Unlike Britain, China does not recognise dual nationality. To retain the confidence of highly skilled persons in Hong Kong, the Standing Committee of the National People’s Congress indicated in 1996, in explanations added to Annex III to the Basic Law, that even though under Chinese nationality law all persons of Chinese descent born in Hong Kong before or after the handover are Chinese nationals, they may use British or other foreign “travel documents” for travel purposes.

Beijing has condemned Britain’s offer to BN(O) passport holders in Hong Kong and their dependants as a violation of the memoranda to the Joint Declaration, even though China’s Ministry of Foreign Affairs in 2017 described the Joint Declaration as a “historical document that no longer has any realistic meaning”.

With the exodus of up to 3 million Hongkongers to Britain, how will Beijing respond when the visa scheme formally opens on January 31?

A recent editorial in pro-establishment media outlet HK01 argued that Hong Kong’s historical circumstances and Beijing’s desire for stability in Hong Kong had swayed Beijing to let Hongkongers effectively hold multiple nationalities , and that events since 2019 and Britain’s offer of residence and citizenship to more than 40 per cent of Hong Kong’s population require Beijing to act now to remedy the legal anomaly.

The editorial suggested that the NPC Standing Committee might interpret Article 24 of the Basic Law, which stipulates the criteria for Hong Kong permanent residence with the right of abode in Hong Kong.

It could do so in such a way that Hongkongers who wish to emigrate – a Basic Law right in itself under Article 31 – must choose between acquiring foreign nationality and forfeiting Chinese nationality (along with Hong Kong permanent resident status).

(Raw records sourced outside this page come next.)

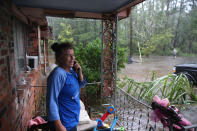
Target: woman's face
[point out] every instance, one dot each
(67, 58)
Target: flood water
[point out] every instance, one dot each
(162, 65)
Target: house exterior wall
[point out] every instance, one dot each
(18, 103)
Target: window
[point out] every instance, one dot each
(19, 42)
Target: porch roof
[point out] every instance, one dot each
(93, 9)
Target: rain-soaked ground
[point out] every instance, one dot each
(162, 65)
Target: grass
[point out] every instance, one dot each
(174, 87)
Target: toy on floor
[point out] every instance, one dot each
(110, 111)
(168, 115)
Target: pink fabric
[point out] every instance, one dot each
(36, 121)
(156, 115)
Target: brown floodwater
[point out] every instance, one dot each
(162, 65)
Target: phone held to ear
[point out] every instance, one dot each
(74, 67)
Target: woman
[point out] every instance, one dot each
(63, 83)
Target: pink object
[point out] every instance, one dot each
(157, 115)
(36, 121)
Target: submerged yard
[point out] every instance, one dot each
(161, 66)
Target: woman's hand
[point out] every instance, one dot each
(59, 126)
(77, 67)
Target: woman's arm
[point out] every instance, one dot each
(59, 126)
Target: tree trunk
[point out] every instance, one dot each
(131, 43)
(177, 26)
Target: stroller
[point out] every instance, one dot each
(169, 116)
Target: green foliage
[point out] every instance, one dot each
(65, 34)
(174, 87)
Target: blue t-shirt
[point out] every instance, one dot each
(62, 100)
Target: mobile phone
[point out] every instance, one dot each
(74, 68)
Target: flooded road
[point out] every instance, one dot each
(162, 65)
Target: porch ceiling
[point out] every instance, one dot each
(93, 9)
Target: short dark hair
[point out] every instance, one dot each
(58, 48)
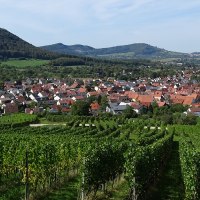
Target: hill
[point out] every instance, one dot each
(67, 49)
(11, 46)
(137, 50)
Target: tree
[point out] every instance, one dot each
(104, 103)
(129, 112)
(80, 108)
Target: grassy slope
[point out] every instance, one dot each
(170, 186)
(66, 192)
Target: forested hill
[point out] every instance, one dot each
(11, 46)
(132, 51)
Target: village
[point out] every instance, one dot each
(34, 96)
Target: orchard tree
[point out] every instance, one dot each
(80, 108)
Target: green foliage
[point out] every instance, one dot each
(24, 63)
(129, 112)
(80, 108)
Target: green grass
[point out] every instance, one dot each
(66, 192)
(170, 185)
(25, 63)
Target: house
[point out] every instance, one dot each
(136, 107)
(195, 111)
(94, 107)
(116, 108)
(9, 108)
(93, 93)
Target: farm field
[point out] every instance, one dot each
(104, 158)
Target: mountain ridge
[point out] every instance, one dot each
(136, 50)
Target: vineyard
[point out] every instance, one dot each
(100, 153)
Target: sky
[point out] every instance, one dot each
(169, 24)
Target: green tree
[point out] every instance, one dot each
(129, 112)
(80, 108)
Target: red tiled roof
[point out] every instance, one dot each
(94, 106)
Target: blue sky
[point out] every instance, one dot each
(170, 24)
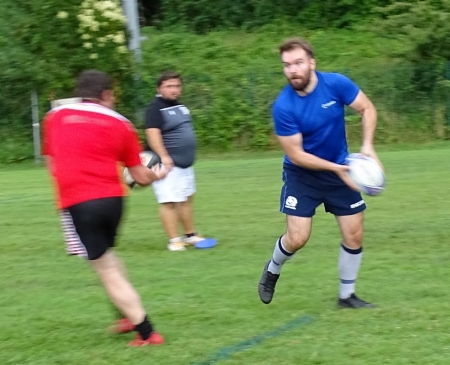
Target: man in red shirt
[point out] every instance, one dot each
(86, 145)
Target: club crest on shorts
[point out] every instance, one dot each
(291, 202)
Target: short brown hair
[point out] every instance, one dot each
(167, 75)
(293, 43)
(92, 83)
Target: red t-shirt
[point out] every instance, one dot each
(89, 144)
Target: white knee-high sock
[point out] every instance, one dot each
(349, 263)
(279, 257)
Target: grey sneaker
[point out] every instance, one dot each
(354, 302)
(266, 286)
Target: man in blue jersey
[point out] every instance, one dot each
(309, 121)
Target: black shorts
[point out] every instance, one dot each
(304, 190)
(90, 227)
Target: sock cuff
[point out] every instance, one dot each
(176, 239)
(351, 251)
(282, 249)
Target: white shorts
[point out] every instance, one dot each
(176, 187)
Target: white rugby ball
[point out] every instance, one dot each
(148, 159)
(366, 173)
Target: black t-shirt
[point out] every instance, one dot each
(175, 122)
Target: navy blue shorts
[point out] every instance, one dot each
(304, 190)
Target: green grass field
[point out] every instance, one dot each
(205, 303)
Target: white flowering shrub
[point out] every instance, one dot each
(102, 25)
(45, 44)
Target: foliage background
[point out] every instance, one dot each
(397, 52)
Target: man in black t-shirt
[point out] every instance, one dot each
(170, 133)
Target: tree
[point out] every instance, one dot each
(422, 25)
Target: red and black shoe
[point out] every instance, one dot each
(154, 339)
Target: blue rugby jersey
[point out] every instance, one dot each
(318, 116)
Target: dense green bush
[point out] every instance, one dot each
(231, 79)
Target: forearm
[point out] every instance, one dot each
(369, 124)
(311, 162)
(155, 141)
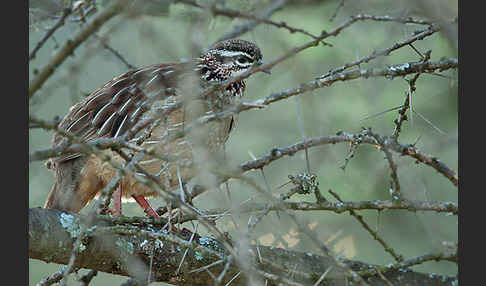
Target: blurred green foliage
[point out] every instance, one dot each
(146, 39)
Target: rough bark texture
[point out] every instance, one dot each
(52, 235)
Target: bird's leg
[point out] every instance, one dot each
(116, 210)
(147, 208)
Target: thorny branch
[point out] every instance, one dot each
(326, 80)
(69, 47)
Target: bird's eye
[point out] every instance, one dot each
(242, 60)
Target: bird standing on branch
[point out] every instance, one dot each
(141, 95)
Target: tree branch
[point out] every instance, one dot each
(126, 249)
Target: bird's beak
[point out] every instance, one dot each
(265, 71)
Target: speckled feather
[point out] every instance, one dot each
(134, 96)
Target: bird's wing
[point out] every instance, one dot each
(118, 105)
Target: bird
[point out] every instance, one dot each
(128, 104)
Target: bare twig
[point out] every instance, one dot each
(241, 29)
(65, 13)
(373, 233)
(70, 45)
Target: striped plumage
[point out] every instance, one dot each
(137, 96)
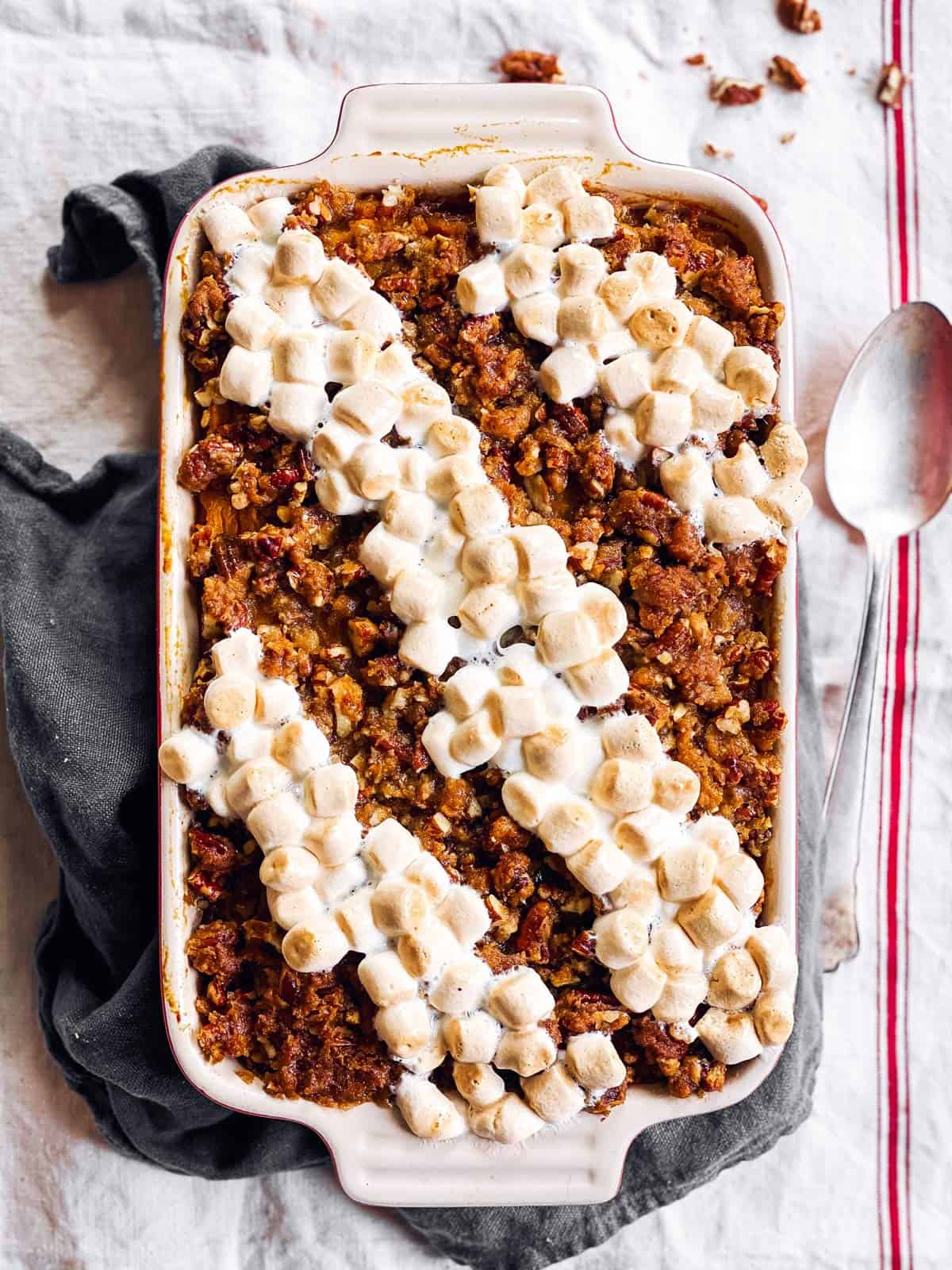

The suggestion was not out of the blue. The notion that Hongkongers must make such a choice had been floated and encouraged by politicians including former chief executive Leung Chun-ying and Regina Ip Lau Suk-yee, a current member of Hong Kong’s Executive Council and Legislative Council.

I agree wholeheartedly, for no man can serve two masters. With Hong Kong at its most critical juncture since the handover, it is high time Hongkongers determine where their priorities lie and whether they want to embrace China’s Gleichschaltung in its new Hong Kong or lead their lives in a society with freedom of expression, police accountability, the rule of law and universal suffrage, where university scholars challenge government policies and failings, notwithstanding higher taxation.

Freedom is not free, and nationality is not a mere travel document. In her paper “Thick, Thin and Thinner Patriotisms: Is This All There Is?”, Dora Kostakopoulou observed that “without either an emotional bond and the affective identity provided by nationality or, alternatively, a thin national identity which motivates citizens to feel that particular institutions are somehow ‘theirs’, in a meaningful sense, and makes them feel that they belong to a ‘self-determining political community’, communities are vulnerable to fragmentation”.

If China revokes the Chinese nationality of BN(O) passport holders who take up Britain’s offer, Britain has a legal duty under the 1961 Convention on the Reduction of Statelessness to immediately extend them British citizenship, as they would otherwise be rendered stateless, in the same manner that it extended British citizenship under the British Nationality (Hong Kong) Act 1997 and the Borders, Citizenship and Immigration Act 2009 to persons of South Asian descent in colonial Hong Kong, whom China, Bangladesh, India, Nepal and Pakistan did not recognise as their nationals under their respective nationality laws.

As head of Hong Kong’s “executive-led” government who renounced her British citizenship in 2007, Chief Executive Carrie Lam Cheng Yuet-ngor must lead by example and demand that her husband and two sons renounce their British citizenship immediately and pledge their complete and absolute allegiance to China, the Communist Party and Hong Kong.